The Origins Of Honda’s SSB Development
Honda has had a long-standing goal of realizing carbon neutrality across all its products by 2050. The only way that is going to happen is through the rapid development of emerging EV technologies. As the EV market currently stands, widespread adoption has been hampered by limited range, lackluster charging infrastructure, and exorbitant prices. Only one technology has been presented as a catch-all solution to our current situation: solid-state batteries. Honda views SSBs as one of the most important investments for the future prosperity of its brand. Let’s discuss Honda’s approach and why it has decided on a proprietary method.
Honda In-House Strategy
Solid-state batteries aren’t just some new technology for Honda; they represent the very future of the company. The Japanese brand aims to be one of the first globally to bring this product to market and initiate mass production. They are ensuring they can retain tight control over the development process of this core technology by not outsourcing the research or manufacturing of SSBs, but rather, keeping every part of the process in-house. Honda’s strategy for SSBs is a holistic one, where it envisions mass-production methods even from the early stages of development. Everything, from optimal size to materials and production methods, is considered during the development period. The better its mastery of the development process, the better the end product will be. In-house SSBs will be critical for Honda to develop better and more affordable EV products in the near future.
Honda’s Development Timeline
Honda has stated its goal is to introduce SSBs to production models by the second half of the 2020s. It is realistic to expect the implementation of Honda’s SSBs by 2028, which they consider the start of the “mid-term” in their battery development roadmap. By then, the brand also plans to have established full-scale battery data traceability, the application of sustainable materials, and the scaling up of its EV value chain. These developments mean that electric range is set to double in the second half of the 2020s from about 300 miles to 600 miles. Simultaneously, SSBs will allow for a 50 percent reduction in size, a 35 percent reduction in weight, and a 25 percent reduction in cost. If Honda can manage to achieve this potential, it will know it has secured a competitive edge ahead of other automakers in our future EV landscape.
Honda’s Approach And Major Breakthroughs
The term “gamechanger” is often used too loosely in emerging automotive technology, but the advancement of solid-state batteries is a driving force unlike any other in the industry. The simple fact is that this technology will have a massive impact on the efficiency and potential of EVs, and the sooner we get it, the better for everyone.
How Honda Is Defining Themselves
Honda’s primary focus with SSB development is designing the highest quality material for the solid electrolyte, the most important structural component of SSBs. Honda has leveraged a specific single-particle active material with a high cracking resistance and applied it via roll-pressing to increase the density of the solid electrolyte. Simply put, the better the contact material, the better the energy density.

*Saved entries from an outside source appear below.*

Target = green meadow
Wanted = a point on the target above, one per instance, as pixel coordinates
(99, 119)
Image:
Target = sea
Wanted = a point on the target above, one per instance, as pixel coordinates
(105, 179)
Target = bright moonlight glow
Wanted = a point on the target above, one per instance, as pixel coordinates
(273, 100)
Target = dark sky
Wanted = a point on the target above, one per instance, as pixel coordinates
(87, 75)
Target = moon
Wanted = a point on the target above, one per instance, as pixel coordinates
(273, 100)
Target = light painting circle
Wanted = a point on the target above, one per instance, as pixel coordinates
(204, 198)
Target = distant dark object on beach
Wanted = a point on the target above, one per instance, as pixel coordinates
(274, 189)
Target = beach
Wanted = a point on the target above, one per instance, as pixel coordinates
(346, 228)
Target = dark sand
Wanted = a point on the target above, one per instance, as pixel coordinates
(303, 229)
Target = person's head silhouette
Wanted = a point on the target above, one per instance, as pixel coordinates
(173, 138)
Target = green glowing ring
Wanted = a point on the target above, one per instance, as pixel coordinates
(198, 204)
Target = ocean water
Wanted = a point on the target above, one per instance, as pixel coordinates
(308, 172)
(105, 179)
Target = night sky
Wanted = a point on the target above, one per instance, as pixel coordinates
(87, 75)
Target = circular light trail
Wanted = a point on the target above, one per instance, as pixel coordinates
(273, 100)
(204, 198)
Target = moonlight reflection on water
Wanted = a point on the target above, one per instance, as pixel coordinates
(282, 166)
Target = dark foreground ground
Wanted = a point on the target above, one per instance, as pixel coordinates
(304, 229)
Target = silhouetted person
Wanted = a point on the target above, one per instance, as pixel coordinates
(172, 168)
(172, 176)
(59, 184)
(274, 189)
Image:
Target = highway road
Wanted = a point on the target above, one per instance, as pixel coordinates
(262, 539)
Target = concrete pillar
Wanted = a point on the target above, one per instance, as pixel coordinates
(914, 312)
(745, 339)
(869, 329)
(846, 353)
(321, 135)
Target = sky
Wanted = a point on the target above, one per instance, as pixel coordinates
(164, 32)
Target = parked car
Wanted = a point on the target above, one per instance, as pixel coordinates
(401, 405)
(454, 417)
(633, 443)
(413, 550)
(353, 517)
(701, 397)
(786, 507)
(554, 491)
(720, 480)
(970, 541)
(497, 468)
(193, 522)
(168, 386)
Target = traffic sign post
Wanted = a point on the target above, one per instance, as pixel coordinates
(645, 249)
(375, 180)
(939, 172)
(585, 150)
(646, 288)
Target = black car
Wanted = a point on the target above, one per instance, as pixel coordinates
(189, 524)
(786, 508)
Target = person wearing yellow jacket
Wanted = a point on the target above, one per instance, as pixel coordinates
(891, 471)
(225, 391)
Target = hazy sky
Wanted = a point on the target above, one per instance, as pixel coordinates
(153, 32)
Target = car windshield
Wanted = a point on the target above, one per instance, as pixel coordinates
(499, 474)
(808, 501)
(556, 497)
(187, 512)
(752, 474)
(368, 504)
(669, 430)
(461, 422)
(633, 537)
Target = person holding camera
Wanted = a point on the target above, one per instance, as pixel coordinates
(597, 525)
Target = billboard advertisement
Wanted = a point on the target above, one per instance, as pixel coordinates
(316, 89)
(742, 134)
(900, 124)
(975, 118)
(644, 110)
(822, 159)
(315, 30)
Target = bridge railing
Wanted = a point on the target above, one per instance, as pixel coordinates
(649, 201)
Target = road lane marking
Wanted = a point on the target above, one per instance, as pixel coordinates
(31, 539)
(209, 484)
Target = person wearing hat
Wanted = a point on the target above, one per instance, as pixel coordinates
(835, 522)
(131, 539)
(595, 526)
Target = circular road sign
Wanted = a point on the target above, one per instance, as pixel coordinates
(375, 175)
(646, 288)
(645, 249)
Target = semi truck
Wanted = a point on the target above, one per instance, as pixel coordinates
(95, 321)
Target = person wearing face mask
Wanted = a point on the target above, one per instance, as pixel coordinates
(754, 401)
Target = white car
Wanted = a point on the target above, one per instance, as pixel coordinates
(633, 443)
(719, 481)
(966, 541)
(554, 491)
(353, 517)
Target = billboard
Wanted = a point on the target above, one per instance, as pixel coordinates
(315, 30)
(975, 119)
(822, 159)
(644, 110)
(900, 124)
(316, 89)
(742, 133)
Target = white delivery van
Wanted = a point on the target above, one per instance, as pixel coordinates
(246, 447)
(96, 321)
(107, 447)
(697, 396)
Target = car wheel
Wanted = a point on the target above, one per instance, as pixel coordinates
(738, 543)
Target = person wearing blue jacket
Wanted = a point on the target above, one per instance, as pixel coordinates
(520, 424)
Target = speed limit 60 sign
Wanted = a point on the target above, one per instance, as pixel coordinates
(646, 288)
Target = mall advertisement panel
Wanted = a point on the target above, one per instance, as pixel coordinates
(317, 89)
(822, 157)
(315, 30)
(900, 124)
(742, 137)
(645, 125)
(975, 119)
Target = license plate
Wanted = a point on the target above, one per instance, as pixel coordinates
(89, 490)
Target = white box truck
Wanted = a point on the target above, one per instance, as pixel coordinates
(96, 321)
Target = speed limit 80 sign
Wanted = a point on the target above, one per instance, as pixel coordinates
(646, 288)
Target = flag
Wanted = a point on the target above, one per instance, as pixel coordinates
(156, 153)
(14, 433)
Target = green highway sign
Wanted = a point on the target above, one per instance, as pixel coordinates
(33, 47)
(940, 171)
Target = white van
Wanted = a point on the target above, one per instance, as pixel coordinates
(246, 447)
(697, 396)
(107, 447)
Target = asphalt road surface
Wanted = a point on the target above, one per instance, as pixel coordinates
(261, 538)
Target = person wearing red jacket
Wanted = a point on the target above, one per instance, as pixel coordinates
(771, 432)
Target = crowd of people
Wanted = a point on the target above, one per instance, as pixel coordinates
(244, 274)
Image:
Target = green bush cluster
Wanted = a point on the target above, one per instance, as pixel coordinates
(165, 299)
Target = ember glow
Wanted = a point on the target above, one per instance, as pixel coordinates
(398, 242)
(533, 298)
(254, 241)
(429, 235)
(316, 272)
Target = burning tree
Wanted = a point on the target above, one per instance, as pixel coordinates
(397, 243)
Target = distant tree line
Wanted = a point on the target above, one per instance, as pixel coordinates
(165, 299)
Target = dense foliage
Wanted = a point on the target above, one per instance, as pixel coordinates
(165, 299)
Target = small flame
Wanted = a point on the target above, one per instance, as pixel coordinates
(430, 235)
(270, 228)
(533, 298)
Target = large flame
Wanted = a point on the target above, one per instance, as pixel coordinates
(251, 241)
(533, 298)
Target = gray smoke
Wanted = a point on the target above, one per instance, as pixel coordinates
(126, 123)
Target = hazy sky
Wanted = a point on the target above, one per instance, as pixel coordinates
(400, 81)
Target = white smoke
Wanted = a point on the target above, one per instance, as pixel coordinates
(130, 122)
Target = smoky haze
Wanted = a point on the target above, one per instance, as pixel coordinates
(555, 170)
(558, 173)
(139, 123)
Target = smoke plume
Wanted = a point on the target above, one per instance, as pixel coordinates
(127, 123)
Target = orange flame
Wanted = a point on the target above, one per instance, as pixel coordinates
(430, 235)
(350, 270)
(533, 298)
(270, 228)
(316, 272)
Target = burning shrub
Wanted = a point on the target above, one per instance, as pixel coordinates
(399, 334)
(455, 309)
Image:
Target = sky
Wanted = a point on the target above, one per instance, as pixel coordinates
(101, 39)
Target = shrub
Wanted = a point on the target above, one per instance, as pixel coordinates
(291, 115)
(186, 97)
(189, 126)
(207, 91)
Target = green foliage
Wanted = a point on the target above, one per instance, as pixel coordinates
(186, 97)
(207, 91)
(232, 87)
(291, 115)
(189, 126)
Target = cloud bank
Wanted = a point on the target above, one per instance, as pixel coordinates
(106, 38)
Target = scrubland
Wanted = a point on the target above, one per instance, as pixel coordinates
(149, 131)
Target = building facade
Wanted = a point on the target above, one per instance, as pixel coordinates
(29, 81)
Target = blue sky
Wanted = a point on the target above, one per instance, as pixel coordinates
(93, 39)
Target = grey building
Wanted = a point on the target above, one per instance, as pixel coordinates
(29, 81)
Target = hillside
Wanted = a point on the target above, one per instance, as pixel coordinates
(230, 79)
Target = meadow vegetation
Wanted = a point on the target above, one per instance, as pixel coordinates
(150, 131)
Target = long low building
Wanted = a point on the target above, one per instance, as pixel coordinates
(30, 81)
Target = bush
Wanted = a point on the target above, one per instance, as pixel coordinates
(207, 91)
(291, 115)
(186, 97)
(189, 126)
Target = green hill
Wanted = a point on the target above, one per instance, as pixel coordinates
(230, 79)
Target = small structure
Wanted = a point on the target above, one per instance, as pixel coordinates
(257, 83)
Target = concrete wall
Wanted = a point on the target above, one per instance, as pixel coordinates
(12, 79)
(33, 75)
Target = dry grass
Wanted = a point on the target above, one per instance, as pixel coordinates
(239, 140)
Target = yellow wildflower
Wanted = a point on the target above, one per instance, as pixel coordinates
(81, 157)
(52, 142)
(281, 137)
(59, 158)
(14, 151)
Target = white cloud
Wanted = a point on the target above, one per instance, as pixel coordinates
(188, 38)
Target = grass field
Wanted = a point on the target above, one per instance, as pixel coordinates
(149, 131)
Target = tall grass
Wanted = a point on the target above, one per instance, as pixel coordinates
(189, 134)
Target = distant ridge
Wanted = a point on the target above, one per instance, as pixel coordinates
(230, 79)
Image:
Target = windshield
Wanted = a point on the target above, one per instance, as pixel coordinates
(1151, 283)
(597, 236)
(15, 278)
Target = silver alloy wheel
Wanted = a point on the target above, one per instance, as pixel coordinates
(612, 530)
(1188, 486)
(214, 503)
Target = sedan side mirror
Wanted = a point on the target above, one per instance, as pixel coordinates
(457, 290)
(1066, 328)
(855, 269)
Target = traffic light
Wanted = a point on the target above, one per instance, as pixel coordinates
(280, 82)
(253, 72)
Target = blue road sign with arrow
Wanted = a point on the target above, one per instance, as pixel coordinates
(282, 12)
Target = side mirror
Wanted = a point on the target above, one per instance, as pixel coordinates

Many of these processes, like roll-pressing, have been adapted from conventional lithium-ion battery manufacturing. However, what normally requires a four-step process for electrolyte filling in lithium-ion batteries can be achieved in a single step with solid-state production. This makes the roll-pressing method even more effective for SSBs as it offers a higher manufacturing productivity that is up to eight times higher than lithium-ion-based practices.
Honda’s Expectations And Validation Process
When Honda talks about SSBs, its expectations for the technology are clear: high energy density, stable chemical reactions, and high ionic conductivity. The higher the energy density, the longer the range, the higher the power output, and the lighter a battery pack can be. With more stable chemical reactions, SSBs can operate at wider and significantly higher temperatures. Increased heat resistance means that expensive and complex liquid cooling systems can be simplified or outright eliminated. The benefits result in longer range, lower cost, better packaging, better performance, and shorter charging time.
While SSBs sound like the perfect solution to all our current EV woes, validating the mass-production viability of this technology is an ongoing process. Honda is tackling the most effective way to streamline the SSB production process in a way that will optimize quality, cost, and stability. As it stands, only one of the ten key production processes is capable of operating at full capacity in a mass-production setting.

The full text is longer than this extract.